My belief and bias is that we are in a long inflationary economic cycle wave up from the disinflationary saucer bottom of 1998/99 to 2001/03. This is the Kondratieff Wave, which has been much abused over the past 15 years by revisionists of several types. In the K Waves of the past 200 years, the hyperinflationary component came later in the 20-30 year upgrade. But this is the first possible non-"Western" cycle, so perhaps we will have early hyperinflation instead of late. I still don't think so, although the past few months experience with gold, which I own and won't be selling for years, is trying to convince me otherwise.
If we are to have a meaningful stock market bottom in February or March we must start down soon, and I persuaded myself that we would do so after the normal seasonal high passed for stocks: close to New Year's Day for SPX and Dow and close to mid January for Nasdaq. However, cycles work for years and then they don't work, so the 77 week isn't from sacred text. If Helge is correct and we top in late winter, we could go down until fall and still register a 4 year cycle low and a 2007 bull market. Or we could do a bear scenario.
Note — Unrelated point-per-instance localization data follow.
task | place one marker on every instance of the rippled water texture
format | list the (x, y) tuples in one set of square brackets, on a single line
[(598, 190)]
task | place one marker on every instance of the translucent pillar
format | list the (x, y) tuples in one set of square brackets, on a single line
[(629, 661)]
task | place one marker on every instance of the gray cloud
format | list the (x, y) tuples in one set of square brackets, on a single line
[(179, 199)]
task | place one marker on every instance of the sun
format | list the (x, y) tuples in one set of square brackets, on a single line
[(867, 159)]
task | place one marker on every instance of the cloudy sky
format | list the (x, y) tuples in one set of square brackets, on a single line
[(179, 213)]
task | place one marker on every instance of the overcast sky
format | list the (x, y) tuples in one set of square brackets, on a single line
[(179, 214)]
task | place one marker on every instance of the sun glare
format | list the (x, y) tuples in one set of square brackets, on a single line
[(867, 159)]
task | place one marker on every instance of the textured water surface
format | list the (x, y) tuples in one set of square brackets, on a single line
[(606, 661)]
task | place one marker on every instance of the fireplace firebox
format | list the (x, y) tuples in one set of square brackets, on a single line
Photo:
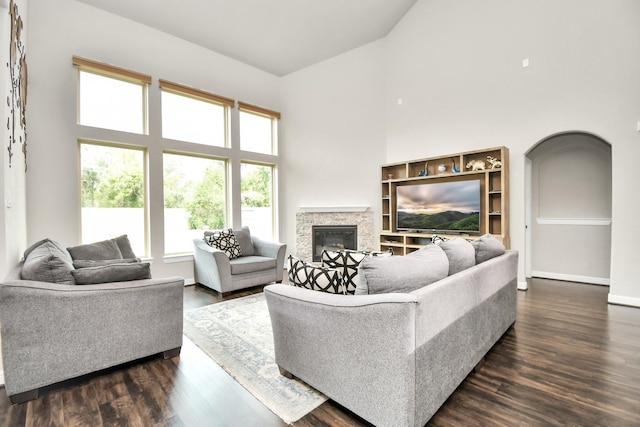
[(332, 238)]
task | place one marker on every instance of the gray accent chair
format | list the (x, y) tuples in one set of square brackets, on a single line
[(53, 332), (213, 269)]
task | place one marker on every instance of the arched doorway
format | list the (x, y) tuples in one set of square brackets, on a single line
[(568, 181)]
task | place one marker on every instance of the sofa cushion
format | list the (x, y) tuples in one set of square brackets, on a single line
[(122, 272), (402, 273), (243, 235), (249, 264), (84, 263), (461, 254), (106, 249), (347, 262), (48, 262), (224, 240), (305, 275), (487, 247)]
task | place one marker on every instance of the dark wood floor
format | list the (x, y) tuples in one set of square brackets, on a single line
[(570, 360)]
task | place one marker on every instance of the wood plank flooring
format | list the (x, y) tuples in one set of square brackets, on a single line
[(570, 360)]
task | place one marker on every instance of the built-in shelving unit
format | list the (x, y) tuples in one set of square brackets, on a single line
[(494, 189)]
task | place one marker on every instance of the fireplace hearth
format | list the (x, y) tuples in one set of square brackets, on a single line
[(332, 238)]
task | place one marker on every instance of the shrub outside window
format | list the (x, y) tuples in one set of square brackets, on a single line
[(113, 197), (194, 199)]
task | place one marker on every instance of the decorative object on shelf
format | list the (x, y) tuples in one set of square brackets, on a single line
[(476, 165), (17, 99), (454, 169), (495, 163)]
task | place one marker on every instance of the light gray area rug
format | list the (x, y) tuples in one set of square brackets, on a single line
[(237, 335)]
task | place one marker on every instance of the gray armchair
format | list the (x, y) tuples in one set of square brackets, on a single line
[(214, 269), (52, 332)]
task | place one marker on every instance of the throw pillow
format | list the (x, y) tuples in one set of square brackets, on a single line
[(112, 273), (347, 261), (487, 247), (305, 275), (402, 273), (106, 249), (84, 263), (125, 246), (461, 254), (244, 240), (48, 262), (224, 240)]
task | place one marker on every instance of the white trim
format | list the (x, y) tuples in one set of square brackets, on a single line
[(170, 259), (333, 208), (572, 278), (622, 300), (574, 221)]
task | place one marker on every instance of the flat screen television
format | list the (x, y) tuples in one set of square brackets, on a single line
[(452, 206)]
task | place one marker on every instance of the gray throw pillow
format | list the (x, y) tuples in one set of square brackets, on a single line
[(243, 235), (48, 262), (461, 254), (84, 263), (112, 273), (402, 273), (125, 246), (487, 247), (106, 249)]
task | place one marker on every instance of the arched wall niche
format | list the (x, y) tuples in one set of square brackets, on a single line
[(568, 208)]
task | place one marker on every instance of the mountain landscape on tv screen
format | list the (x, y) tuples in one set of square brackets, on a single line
[(448, 220)]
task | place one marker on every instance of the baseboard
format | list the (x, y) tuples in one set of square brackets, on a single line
[(622, 300), (571, 278)]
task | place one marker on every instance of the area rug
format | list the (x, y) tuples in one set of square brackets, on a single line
[(237, 335)]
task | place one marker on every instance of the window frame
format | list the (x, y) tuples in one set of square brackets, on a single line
[(117, 73), (145, 185)]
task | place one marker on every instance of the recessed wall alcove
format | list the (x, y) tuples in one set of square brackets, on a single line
[(568, 181)]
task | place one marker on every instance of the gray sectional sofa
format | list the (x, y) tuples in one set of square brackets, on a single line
[(395, 356)]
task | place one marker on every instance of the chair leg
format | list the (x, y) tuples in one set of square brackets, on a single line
[(24, 396), (168, 354)]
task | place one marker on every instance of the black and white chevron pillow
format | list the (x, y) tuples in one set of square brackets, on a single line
[(347, 261), (224, 240), (305, 275)]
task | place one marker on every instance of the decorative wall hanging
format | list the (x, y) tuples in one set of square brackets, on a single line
[(17, 98)]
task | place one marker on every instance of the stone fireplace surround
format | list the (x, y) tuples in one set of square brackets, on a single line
[(306, 217)]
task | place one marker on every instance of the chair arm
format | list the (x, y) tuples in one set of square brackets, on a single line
[(272, 250), (211, 266)]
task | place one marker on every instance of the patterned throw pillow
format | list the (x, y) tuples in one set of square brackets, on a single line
[(347, 262), (224, 240), (305, 275)]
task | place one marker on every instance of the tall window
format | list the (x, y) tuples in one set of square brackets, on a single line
[(258, 129), (257, 199), (113, 194), (194, 199), (193, 115), (111, 97)]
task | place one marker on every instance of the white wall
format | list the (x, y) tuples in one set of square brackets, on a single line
[(65, 28), (333, 134), (13, 232), (457, 65)]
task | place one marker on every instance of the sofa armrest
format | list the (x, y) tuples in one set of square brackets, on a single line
[(52, 332), (357, 349), (211, 266), (271, 250)]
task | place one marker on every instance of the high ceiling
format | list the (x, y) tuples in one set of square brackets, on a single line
[(277, 36)]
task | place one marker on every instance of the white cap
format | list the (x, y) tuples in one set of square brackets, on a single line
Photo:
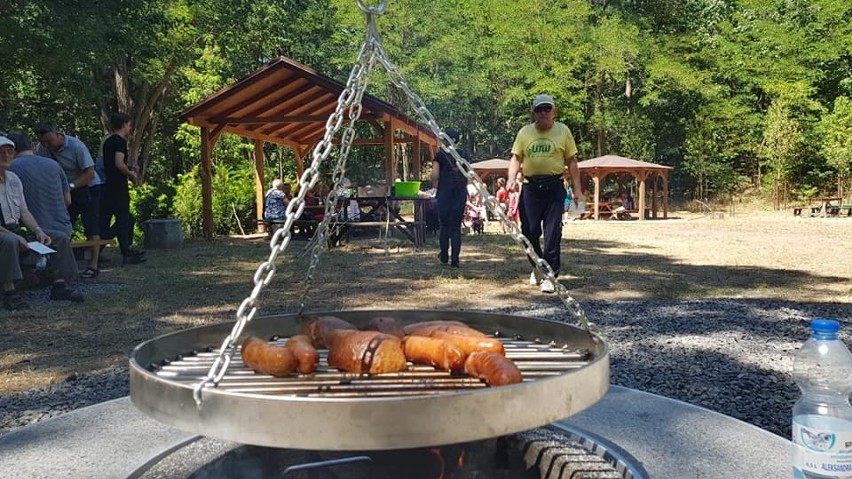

My approach over the second half of last year has been to hedge both my opinion and my portfolio after being pretty bullish for three years. January 2004 to now has been flat in some ways, although I have made a lot of money in very dynamic niche markets. We are going to break out one way or the other from this fairly flat range. I can make a case for either side, and I can't pretend to know the future, except for the advantage that the long economic wave gives me. Right now I could remove all the hedges I have in thirty minutes and be totally exposed to the long side, or I could double those hedges and be net short. But I don't want to be day trading hedges.
From now until late February is very important as I see it, but it's getting a little late for it to be a major low leading to the 1935-37 bullish scenario.
I like Don Hays who was one of the few who was bullish, if early, into the 2003 low and who encouraged me greatly then, as did Joe Rosenberg of of Tisch/Loewe's/CNA. Hays was short or flat into the 2000-2002 crash and lost his job over his convictions, which lends credibility to his opinions. I read Harry Dent's 2000 book in the late '90's, but it didn't quite work out as he expected, so I feel less confident in reading his work.
Thanks for the comments and questions.